Liverpool manager Arne Slot said the team has ‘moved on’ from the shocking drama with club legend Mohamed Salah’s explosive outburst accusing the club of ‘throwing him under the bus’ with three consecutive
snubs from the starting 11. Slot is also confident that the team is finally showing the signs of a squad that had one of the most expensive summer shopping windows and has so far languished in mid-table.
Liverpool lost nine in 12 matches before Slot steadied the ship with a five-game unbeaten run, during which Salah did not start a single game. It included a 3-3 draw at Leeds United, which was the precursor to Salah’s media comments. The club was in crisis mode for a while, prompting a serious chat between Slot and Salah before the recent match against Brighton, where the latter came on as a substitute and assisted Liverpool’s second goal in a 2-0 win.
“Actions speak louder than words. We moved on,” Slot told reporters on Friday.
The Reds now go away to Tottenham on Saturday, the first match of a run without Salah, who is representing Egypt at the Africa Cup of Nations (AFCON), that might stretch upto a month.
“Now he’s at the AFCON playing big games for himself and the country. All the focus for him is over there and there should not be any distraction of me saying anything because we moved on after the Leeds interview and he played against Brighton,” Slot said.

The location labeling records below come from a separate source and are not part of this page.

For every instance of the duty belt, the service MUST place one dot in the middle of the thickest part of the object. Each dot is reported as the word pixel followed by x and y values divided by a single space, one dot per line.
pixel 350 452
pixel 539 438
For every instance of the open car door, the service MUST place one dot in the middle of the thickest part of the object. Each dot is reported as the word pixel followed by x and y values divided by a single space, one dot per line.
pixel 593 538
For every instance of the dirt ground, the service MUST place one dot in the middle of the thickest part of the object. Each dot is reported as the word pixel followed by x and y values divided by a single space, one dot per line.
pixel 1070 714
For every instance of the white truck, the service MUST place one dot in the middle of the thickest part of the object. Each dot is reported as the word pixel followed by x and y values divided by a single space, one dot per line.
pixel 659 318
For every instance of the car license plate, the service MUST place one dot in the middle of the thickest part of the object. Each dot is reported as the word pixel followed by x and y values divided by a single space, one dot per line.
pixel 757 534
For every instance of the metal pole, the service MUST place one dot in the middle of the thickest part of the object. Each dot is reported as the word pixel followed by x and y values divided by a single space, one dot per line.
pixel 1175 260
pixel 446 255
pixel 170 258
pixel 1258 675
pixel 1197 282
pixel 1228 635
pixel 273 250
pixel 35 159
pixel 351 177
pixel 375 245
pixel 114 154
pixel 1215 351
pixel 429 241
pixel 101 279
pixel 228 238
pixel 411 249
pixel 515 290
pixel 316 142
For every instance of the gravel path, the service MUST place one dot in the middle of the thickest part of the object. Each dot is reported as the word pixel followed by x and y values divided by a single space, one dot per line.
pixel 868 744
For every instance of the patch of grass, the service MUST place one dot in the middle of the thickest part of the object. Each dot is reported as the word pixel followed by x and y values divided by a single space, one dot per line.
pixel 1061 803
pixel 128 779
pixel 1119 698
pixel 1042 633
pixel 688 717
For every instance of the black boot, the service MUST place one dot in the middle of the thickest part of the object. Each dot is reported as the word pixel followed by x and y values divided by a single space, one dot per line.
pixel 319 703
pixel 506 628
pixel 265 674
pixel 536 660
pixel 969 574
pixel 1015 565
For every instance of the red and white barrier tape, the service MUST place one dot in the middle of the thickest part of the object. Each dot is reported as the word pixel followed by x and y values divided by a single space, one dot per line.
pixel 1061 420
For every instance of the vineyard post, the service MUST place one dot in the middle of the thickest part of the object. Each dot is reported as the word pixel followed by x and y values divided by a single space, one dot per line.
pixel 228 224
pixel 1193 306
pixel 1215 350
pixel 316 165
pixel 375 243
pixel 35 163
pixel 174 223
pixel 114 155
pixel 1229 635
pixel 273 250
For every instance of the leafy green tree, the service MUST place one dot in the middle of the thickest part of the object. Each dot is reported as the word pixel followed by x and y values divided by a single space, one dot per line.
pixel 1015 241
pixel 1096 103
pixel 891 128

The English champions overhauled their squad in the summer, spending close to £450 million to sign Alexander Isak, Florian Wirtz, Hugo Ekitike, Jeremie Frimpong, and Milos Kerkez. However, apart from the impressive Ekitike, the new arrivals have struggled, with Slot admitting he underestimated how long the revamped team would take to find consistency.
“I think we are getting closer and closer to the team I want us to be and that has gone with ups and downs,” said the Dutchman. “But for me that makes complete sense because all the changes we’ve made during the summer and we made them on purpose because we thought we needed to. If I’m completely honest, maybe I didn’t expect it to take maybe as long as it did, but, looking back on it, reflecting on it now, I think I’ve been too positive because if you go with a new group where not all of them are completely ready to play every single game, 90 minutes in this intensity, you have to adapt. Sometimes he can play, then he cannot play. So it takes maybe a bit of time, and we’ve been very unlucky.”